Le motivazioni? Varie, e tutte molto valide: per esempio il fatto che vincendo il quinto Scudetto consecutivo questa Squadra meravigliosa si è presa un posto d’onore nella storia del calcio italiano, un posto che nessuna Champions, nessuna Intercontinentale, nessuna impresa singola può darti. Un posto meritato, quasi doveroso.
Un altro motivo? Il fatto che, vincendo, questa fantatica serie è rimasta aperta e può essere ancora -incredibile a dirsi- migliorata.
C’era anche, marginale, il gusto di mettere in riga tutta la corte dei miracoli del calcio italiota, un calcio che mai come quest’anno ho sentito lontano da me e dalla nostra Inter, un calcio mai così ridicolo e privo di credibilità.
C’era, soprattutto, la convinzione e la consapevolezza di aver già fatto abbondantemente il nosto dovere in Europa, di essere andati oltre le più rosee aspettative, di aver guadagnato una oggettiva aurea di non-criticabilità da questo punto di vista, Vittoria o no. “La Champions sarebbe solo una meravigliosa ciliegina su una torta ancor più bella”, dicevo.
E invece.
E invece è arrivata la Coppa Italia. La stupida, piccola, insignificante (solo quando la vincono gli altri) Coppa Italia. E’ arrivata quella furiosa partita di Roma, condita da uno dei soliti gol del Principe, a stravolgere tutto. Non sono state solo le mie emozioni e i miei pensieri a subire le conseguenze dell’ennesimo Portaombrelli (sempre quando la vincono gli altri) messo in bacheca: è stato tutto. Il senso di una intera annata semplicemente rivoltato dalla conquista della Sesta.
Bayern Monaco – Inter non è più solo una Finale di Champions League. Non è solo una partita che aspettiamo da quasi quarant’anni, non è solo l’ultimo atto di un trofeo che non alziamo al cielo da quasi cinquant’anni. Bayern Monaco – Inter è una partita che le nostre rivali storiche non hanno mai giocato e, forse, mai giocheranno.

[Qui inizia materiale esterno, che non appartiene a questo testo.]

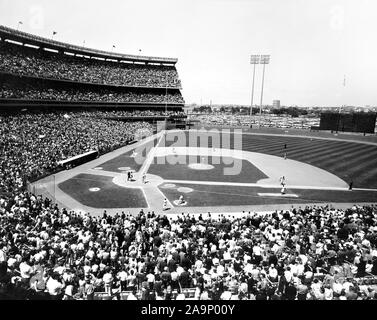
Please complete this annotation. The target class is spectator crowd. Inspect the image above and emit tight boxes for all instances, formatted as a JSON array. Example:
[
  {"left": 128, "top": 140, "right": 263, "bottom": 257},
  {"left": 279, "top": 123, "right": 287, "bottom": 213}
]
[
  {"left": 0, "top": 42, "right": 181, "bottom": 88},
  {"left": 0, "top": 84, "right": 184, "bottom": 103},
  {"left": 0, "top": 111, "right": 153, "bottom": 193}
]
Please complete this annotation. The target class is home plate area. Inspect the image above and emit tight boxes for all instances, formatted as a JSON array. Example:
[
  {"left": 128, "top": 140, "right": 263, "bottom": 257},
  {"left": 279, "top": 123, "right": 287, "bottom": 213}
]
[{"left": 257, "top": 193, "right": 298, "bottom": 198}]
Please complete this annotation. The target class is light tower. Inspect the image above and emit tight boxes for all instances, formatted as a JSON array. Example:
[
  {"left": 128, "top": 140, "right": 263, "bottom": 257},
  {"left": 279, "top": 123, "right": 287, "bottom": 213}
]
[{"left": 259, "top": 55, "right": 270, "bottom": 128}]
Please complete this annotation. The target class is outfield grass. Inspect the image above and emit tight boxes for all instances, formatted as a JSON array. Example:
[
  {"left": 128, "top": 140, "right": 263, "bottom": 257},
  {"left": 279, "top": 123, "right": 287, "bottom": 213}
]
[
  {"left": 160, "top": 184, "right": 377, "bottom": 207},
  {"left": 162, "top": 131, "right": 377, "bottom": 188}
]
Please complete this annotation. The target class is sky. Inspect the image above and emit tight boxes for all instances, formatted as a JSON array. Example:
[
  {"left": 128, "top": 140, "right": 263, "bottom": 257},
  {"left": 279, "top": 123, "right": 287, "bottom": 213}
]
[{"left": 0, "top": 0, "right": 377, "bottom": 107}]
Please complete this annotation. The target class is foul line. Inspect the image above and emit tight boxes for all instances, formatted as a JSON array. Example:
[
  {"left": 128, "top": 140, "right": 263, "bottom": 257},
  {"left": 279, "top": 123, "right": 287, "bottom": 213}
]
[{"left": 163, "top": 180, "right": 356, "bottom": 191}]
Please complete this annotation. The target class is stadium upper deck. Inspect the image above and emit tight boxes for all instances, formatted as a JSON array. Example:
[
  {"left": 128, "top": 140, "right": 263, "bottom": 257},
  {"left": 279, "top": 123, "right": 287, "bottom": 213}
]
[
  {"left": 0, "top": 26, "right": 184, "bottom": 108},
  {"left": 0, "top": 25, "right": 178, "bottom": 65}
]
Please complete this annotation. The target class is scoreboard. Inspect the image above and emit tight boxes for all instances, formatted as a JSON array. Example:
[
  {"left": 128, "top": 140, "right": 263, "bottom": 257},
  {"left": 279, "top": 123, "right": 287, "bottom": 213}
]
[{"left": 319, "top": 112, "right": 376, "bottom": 133}]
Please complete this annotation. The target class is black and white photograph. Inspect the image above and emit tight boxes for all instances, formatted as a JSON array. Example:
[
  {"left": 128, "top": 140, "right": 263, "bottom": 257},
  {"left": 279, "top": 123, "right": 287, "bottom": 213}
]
[{"left": 0, "top": 0, "right": 377, "bottom": 319}]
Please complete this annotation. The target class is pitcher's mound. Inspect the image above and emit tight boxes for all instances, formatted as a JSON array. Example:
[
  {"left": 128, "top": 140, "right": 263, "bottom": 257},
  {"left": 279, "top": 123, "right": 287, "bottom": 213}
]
[{"left": 173, "top": 200, "right": 187, "bottom": 207}]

Quella stessa Storia con la quale in Italia viaggiamo sottobraccio ormai a qualsiasi livello, quella stessa Storia nostra compagna fedele, ora ci aspetta fuori dagli abituali confini. Niente più Italia, niente più Europa: ci sta chiedendo di dimostrare se meritiamo davvero di entrare a far parte dell’Olimpo.
Il treble.
Solo cinque Squadre nella Storia del football sono state capaci di completarlo. Solo cinque Squadre sono riuscite ad affiancare a Campionato e Champions anche la tanto bistrattata Coppa Nazionale.
E poi noi.
Era il 1965, era la Grande Inter di Angelo Moratti e Helenio Herrera. Campioni d’Europa sul Benfica di Eusebio, Campioni d’Italia sul Milan di Rivera. E lei. Quella Coppa Italia persa solo in finale, quella Coppa Italia oggi già in bacheca. Quella Coppa Italia che fa la differenza fra l’eccezionale e la Leggenda.

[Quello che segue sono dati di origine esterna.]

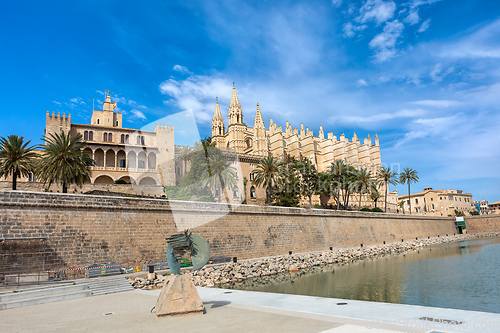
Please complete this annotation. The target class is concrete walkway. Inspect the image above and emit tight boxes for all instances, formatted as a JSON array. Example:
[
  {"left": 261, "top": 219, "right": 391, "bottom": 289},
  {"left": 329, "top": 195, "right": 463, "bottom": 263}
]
[{"left": 0, "top": 288, "right": 500, "bottom": 333}]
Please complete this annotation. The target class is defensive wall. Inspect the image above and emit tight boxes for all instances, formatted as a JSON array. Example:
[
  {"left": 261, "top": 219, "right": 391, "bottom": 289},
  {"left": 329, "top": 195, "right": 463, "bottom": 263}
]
[{"left": 0, "top": 190, "right": 500, "bottom": 269}]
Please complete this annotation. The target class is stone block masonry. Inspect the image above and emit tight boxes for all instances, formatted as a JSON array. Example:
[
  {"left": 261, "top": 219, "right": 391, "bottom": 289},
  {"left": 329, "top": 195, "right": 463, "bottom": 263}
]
[{"left": 0, "top": 190, "right": 500, "bottom": 269}]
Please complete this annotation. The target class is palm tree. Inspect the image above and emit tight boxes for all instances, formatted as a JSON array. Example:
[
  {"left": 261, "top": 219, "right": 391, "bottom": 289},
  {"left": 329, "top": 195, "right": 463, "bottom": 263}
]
[
  {"left": 0, "top": 135, "right": 37, "bottom": 190},
  {"left": 377, "top": 167, "right": 398, "bottom": 213},
  {"left": 370, "top": 187, "right": 380, "bottom": 208},
  {"left": 330, "top": 160, "right": 347, "bottom": 210},
  {"left": 37, "top": 131, "right": 94, "bottom": 193},
  {"left": 398, "top": 200, "right": 405, "bottom": 214},
  {"left": 399, "top": 168, "right": 418, "bottom": 214},
  {"left": 353, "top": 168, "right": 374, "bottom": 209},
  {"left": 203, "top": 148, "right": 238, "bottom": 204},
  {"left": 251, "top": 156, "right": 282, "bottom": 205}
]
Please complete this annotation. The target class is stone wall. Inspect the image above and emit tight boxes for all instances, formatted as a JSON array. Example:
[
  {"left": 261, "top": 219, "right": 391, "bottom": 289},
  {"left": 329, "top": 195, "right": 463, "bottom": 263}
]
[
  {"left": 465, "top": 214, "right": 500, "bottom": 234},
  {"left": 0, "top": 190, "right": 500, "bottom": 269}
]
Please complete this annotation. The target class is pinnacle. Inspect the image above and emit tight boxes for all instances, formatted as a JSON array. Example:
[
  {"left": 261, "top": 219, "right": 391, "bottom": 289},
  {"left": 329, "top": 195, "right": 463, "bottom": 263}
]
[{"left": 229, "top": 86, "right": 240, "bottom": 106}]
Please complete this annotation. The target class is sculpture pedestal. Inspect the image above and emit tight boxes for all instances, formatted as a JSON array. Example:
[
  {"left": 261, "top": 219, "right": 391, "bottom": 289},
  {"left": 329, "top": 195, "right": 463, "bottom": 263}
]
[{"left": 155, "top": 275, "right": 204, "bottom": 317}]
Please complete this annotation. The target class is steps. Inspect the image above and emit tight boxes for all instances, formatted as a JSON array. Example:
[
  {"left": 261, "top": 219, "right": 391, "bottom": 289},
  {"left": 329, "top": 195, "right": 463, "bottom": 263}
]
[
  {"left": 0, "top": 284, "right": 92, "bottom": 310},
  {"left": 0, "top": 276, "right": 134, "bottom": 310},
  {"left": 81, "top": 276, "right": 134, "bottom": 296}
]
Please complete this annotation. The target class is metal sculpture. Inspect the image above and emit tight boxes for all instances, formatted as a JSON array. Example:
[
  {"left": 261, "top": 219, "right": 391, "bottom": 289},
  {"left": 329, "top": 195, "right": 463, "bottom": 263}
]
[{"left": 166, "top": 230, "right": 210, "bottom": 275}]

Oggi, 45 anni dopo, ci è concessa una seconda opportunità. Molti non hanno avuto neanche la prima, pochissimi hanno avuto l’onore di un secondo appuntamento. Noi sì. Lo affrontiamo con consapevolezza e leggerezza, con il peso della Storia che incombe e con la tranquillità di chi sa di aver dato sempre e comunque tutto per questa maglia. Lo affrontiamo ben sapendo che tutto questo rientra nell’imponderabile del calcio, ben sapendo che per quanto forte potrà mai essere un’altra Inter non è detto che avrà una nuova opportunità. Il terzo appuntamento non c’è mai stato per nessuno.
E allora perdonami, Scudetto. Perdonami, Campionato. Perdonami, compagno fedele e fidato di cinque anni di successi e di trionfi. So che è solo grazie a Te che sto giocando questa partita. So che Tu per primo mi hai permesso di arrivarci, e Tu per primo godresti di un mio Trionfo. E quindi so che capirai.
Ti chiedo ancora scusa, però. Ti chiedo ancora perdono, ma io stavolta e per una volta sola…sì: io voglio la Coppa.